Matières premières

Les négociants à l’âge du zinc

Les métaux pèsent toujours plus lourd dans les bilans des maisons de négoce. Chez Trafigura, les bénéfices de cette division ont rattrapé les traditionnelles activités pétrolières. Et Glencore ne parle plus que de voitures électriques

La technologie moderne n’est qu’un «amas d’argent, de cuivre et d’autres métaux dont l’extraction et le façonnage prennent beaucoup de temps». Ce ne sont pas les traders de matières premières qui contrediront le scientifique tchéco-canadien Vaclav Smil. Les grandes maisons de négoce ont investi des milliards dans leurs infrastructures minières. Alors que le cours du baril peine encore à décoller, ce sont ces investissements qui soutiennent désormais leurs bénéfices.

«Inimaginable» il y a un an

Pour les traders, les nouvelles mines d’or s’appellent cuivre, zinc ou aluminium. Des matières dont le prix a progressé de 20 à 35% en un an, «des sommets pratiquement inimaginables en début d’année fiscale», commente Saad Rahim, économiste en chef de Trafigura, dans le rapport annuel du groupe.

Les raisons derrière cette année exceptionnelle pour les métaux? La reprise de l’économie mondiale, des ventes automobiles et le développement chinois (immobilier et réseau électrique en tête).

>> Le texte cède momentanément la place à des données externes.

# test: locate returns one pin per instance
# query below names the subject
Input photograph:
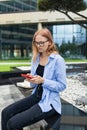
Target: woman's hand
(36, 79)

Pour la première fois, l’unité «Métaux et minéraux» de Trafigura a dépassé le milliard de dollars de bénéfices (hors taxes), selon les résultats annuels communiqués lundi. Un montant en hausse de 32,4% par rapport à 2016, plaçant les métaux à la hauteur de sa division pétrolière. Cette dernière négocie chaque jour 5,2 millions de barils mais ses «marges sont sous pression en raison des conditions de marché», a reconnu Jeremy Weir, directeur du groupe singapourien, lors de la présentation des résultats.

Reflétant cette période pétrolière difficile, les bénéfices du groupe ont chuté de 9%, à 887 millions de dollars, en 2017 et les dividendes versés à sa direction ont été revus à la baisse.

Des minéraux «disruptifs»

La concurrence n’a pas manqué de profiter de l’embellie dans les métaux. Glencore réalisait en 2016 déjà quelque 1,1 milliard de dollars annuels avec ses activités minières, selon les derniers résultats disponibles. Il est vrai qu’aucun autre groupe n’a autant investi dans l’extraction que le géant zougois. En 2013, il s’était offert Xstrata pour 30 milliards de dollars.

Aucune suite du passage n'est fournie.